O projeto do governo federal foi chamado de “propaganda” e “comunicação institucional”, já que não segue uma série de regras estabelecidas no Código de Ética da International Fact-checking Network (IFCN), entidade norte-americana que ficou responsável por ditar as normas de verificação de fatos mundialmente. A crítica é válida, se pensarmos que o governo não estabeleceu critérios transparentes de checagem e nem informou quem são as pessoas por trás desse processo. Por outro lado, há limitações a respeito dessas regras da IFCNl. 

Eles foram feitos por pessoas de países desenvolvidos, pensando nos problemas dessa região. É tão evidente isso que a Rede de Fact-checkers da Arábia (AFCN) adotou critérios próprios tomando em consideração os riscos a que essa população pode ser exposta e a falta de dados abertos. Importante ressaltar que não sou contrário ao código de ética da IFCN, mas ele deve ser ajustado às realidades de cada região.

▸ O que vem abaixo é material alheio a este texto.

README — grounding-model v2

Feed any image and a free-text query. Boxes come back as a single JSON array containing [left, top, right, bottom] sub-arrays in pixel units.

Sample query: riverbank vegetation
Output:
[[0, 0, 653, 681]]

O governo federal gastará cerca de R$ 20 milhões com o #BrasilContraFake. Por que em vez de realizar essas verificações, o governo não trabalha junto com as agências de checagem de fatos para identificar notícias falsas e desinformação sobre as políticas públicas? Esse talvez seja o caminho mais adequado para a continuidade desse projeto. Assim como a Meta (Facebook) faz com essas organizações de fact checking pagando por cada checagem que elas realizam, dentro de um contrato, o governo poderia criar um sistema que disponibilizaria todo o conteúdo falso ou enganoso disseminado nas redes sociais e essas agências poderiam selecionar o que seria mais relevante, do ponto de vista do interesse público, para que elas fizessem a verificação.  

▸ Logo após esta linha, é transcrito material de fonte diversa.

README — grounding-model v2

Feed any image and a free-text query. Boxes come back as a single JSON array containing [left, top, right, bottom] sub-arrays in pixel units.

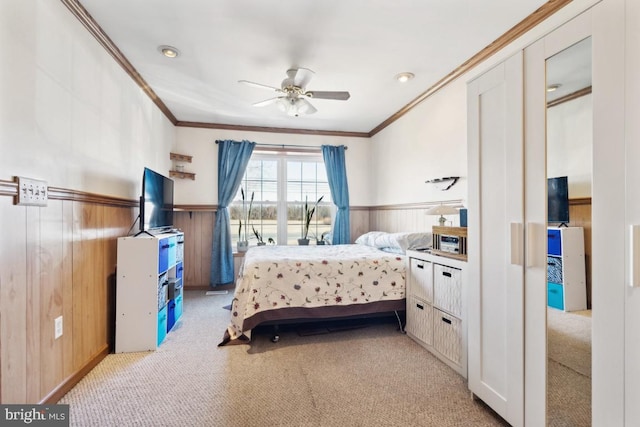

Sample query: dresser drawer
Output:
[[433, 309, 462, 364], [433, 264, 462, 317], [409, 258, 433, 302], [406, 296, 433, 345]]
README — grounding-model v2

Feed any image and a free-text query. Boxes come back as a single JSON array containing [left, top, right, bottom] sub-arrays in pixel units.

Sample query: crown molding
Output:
[[369, 0, 572, 136], [175, 121, 369, 138], [61, 0, 178, 125], [61, 0, 572, 138]]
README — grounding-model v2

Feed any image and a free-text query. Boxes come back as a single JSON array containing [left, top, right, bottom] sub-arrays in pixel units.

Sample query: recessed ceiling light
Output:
[[158, 46, 180, 58], [396, 73, 415, 83]]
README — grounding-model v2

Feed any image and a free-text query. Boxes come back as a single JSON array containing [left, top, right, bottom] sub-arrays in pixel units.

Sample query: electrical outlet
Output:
[[15, 176, 48, 206], [53, 316, 62, 339]]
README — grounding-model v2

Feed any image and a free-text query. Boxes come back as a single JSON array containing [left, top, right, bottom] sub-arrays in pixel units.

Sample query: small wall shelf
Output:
[[169, 153, 196, 180], [169, 171, 196, 181], [425, 176, 460, 191], [169, 153, 193, 163]]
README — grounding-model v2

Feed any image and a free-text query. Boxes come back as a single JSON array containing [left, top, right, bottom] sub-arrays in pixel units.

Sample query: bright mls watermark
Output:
[[0, 405, 69, 427]]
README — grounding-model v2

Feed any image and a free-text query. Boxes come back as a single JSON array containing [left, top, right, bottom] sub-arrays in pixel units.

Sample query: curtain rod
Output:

Dessa forma, o governo poderia ajudar a combater a disseminação de informações falsas, promover a transparência e criar novas receitas para essas organizações que, muitas vezes, dependem das doações de entidades filantrópicas do exterior ou das próprias plataformas digitais. Ao aumentar os recursos destinados à verificação de fatos e fornecer financiamento estável para as agências de checagem, o governo cria mecanismos para combater a desinformação no longo prazo. Isso permitirá que essas agências continuem a realizar seu trabalho crítico, garantindo que a verdade seja contada.

É importante lembrar que a IFCN trabalha juntamente com plataformas na distribuição de fundos para as agências de checagem, que são signatárias do código de princípios estabelecido pela instituição norte-americana. No próprio site, essa relação é evidente ao afirmar que as plataformas buscam parcerias majoritariamente com os signatários do código de princípios da IFCN e o Google destaca as verificações de fatos produzidas pelos signatários em seus resultados de busca. 

Em resumo, o site “Brasil Contra Fake” é uma iniciativa importante que pode ajudar a combater a desinformação e promover a transparência. As últimas eleições já mostraram que o futuro do Brasil depende da capacidade de seus cidadãos de tomar decisões bem informados, por isso precisamos garantir que as informações que recebem sejam precisas e confiáveis. No entanto, é necessário que isso seja produzido por entidades já especializadas no assunto. Um financiamento adequado para garantir que as agências de checagem de fatos possam fazer seu trabalho de forma eficaz e fiquem menos dependentes das plataformas é fundamental para a democracia e poderá ter efeitos duradouros. 

 

Mathias Felipe de Lima Santos é pesquisador de pós-doutorado no projeto Human(e) AI da Universidade de Amsterdã, Holanda. Ele também é pesquisador associado no Observatório de Mídia Digital e Sociedade (DMSO) da Universidade Federal de São Paulo (Unifesp), Brasil. Anteriormente, ele foi pesquisador na Universidade de Navarra, Espanha, no âmbito do projeto JOLT, uma Marie Skłodowska-Curie European Training Network financiada pelo Horizon 2020 da Comissão Europeia. Mathias Felipe também foi pesquisador visitante na Queensland University of Technology (QUT) em Brisbane, Austrália. Mathias-Felipe é co-editor do livro “Journalism, Data and Technology in Latin America” publicado pela Palgrave Macmillan em 2021.